Ten of those parishioners, mostly from Iran, are actually living at the church — confined to the property — for up to six months. It’s part of a last-ditch effort to avoid deportation. All sleep on bunkbeds in two small rooms in the church building.
They and other parishioners have a lot in common. All the Iranians I meet had first fled to Norway, hoping to get asylum there.
They didn’t. So to avoid deportation, they fled to Germany. But under the so-called Dublin Regulation, you can't just keep hopping countries, asking for asylum. You're not eligible to apply for asylum elsewhere in Europe for at least six months.
This church has allowed Iranian Christians to take shelter and avoid being returned to Norway while they wait out those six months.
The residents fear being sent back home for various reasons, some relating to their faith. Ali Tariverdi originally fled Iran after police raided his friend’s house and found Tariverdi’s laptop with Christian videos on it.
Saeed Seyed Hasan Siah says he was jailed in Iran for his political activities in college, but he thinks his Christian faith could incur something much worse.
“Anybody changing [from] Islam to another religion,” he says, “they are killing him.”
Human Rights Watch has documented numerous cases of Christian converts being arrested in Iran. Some have been condemned to death, although recent sentences were overturned.
Siah says it’s tough being confined here for half a year, but not like the prison time he did in Iran. He spends his days doing chores, preparing Farsi songs and services, studying German and playing foosball.

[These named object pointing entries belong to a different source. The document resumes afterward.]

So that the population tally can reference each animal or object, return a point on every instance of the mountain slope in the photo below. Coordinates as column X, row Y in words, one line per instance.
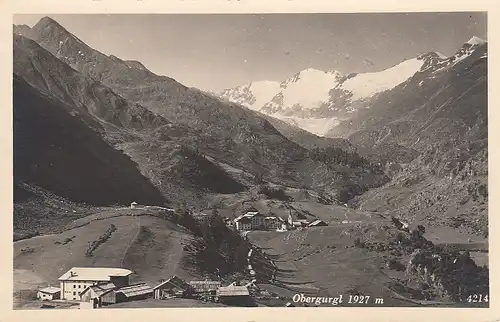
column 317, row 101
column 253, row 95
column 221, row 131
column 128, row 127
column 60, row 153
column 442, row 113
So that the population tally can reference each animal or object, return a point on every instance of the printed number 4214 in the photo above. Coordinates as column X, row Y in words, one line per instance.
column 477, row 298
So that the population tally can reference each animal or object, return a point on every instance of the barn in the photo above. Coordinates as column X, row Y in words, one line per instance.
column 49, row 293
column 139, row 291
column 174, row 286
column 100, row 294
column 235, row 295
column 317, row 223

It's all men that are living at the church. Because of the close quarters, women are rarely taken in.
Women do come by though, and speak with the pastor.
There’s Niloofar Sani, who says she fled arrest in Iran for being a female pop singer. And there’s Yeganeh Allahyari, a 16-year-old traveling with her mother.
“When I was 14 years old,” Yeganeh says, “my father said to me, ‘Now your age is good for the marriage.’ But I don’t want marriage because I love too much to study. It is very, very, very early for me. I don’t want.”
She says when her mother, Masoomeh, protested to her husband, he began to beat her.
After a year in Norway, they recently arrived in Berlin, where they’re staying in a shelter. But their journey is far from over.
“We gave all of our document[s] to the Norway’s government,” Yeganeh says. "And, now we have a problem because the [German] government said, ‘How we can know she is your mother and you are her daughter?’”
Masoomeh seems to understand the gist of our English because tears are streaming down her face.
I later ask Pastor Martens if he will take them in.
“We are just looking for some alternative,” he says, sounding agitated. “It’s very difficult because there are very, very few congregations who are willing to help us.”
He says they can’t stay here, with all the men. But when I ask Yeganeh, she says Pastor Martens has already done so much for them, like writing a letter to authorities on their behalf and connecting them with a lawyer. She knows he will let them stay.
As for whether the Iranians who’ve sheltered in his church will ultimately be allowed to stay in the country, the odds are good. In addition to receiving hundreds of thousands of refugees from war-torn countries each year, Germany also accepts most Iranian asylum applications filed here.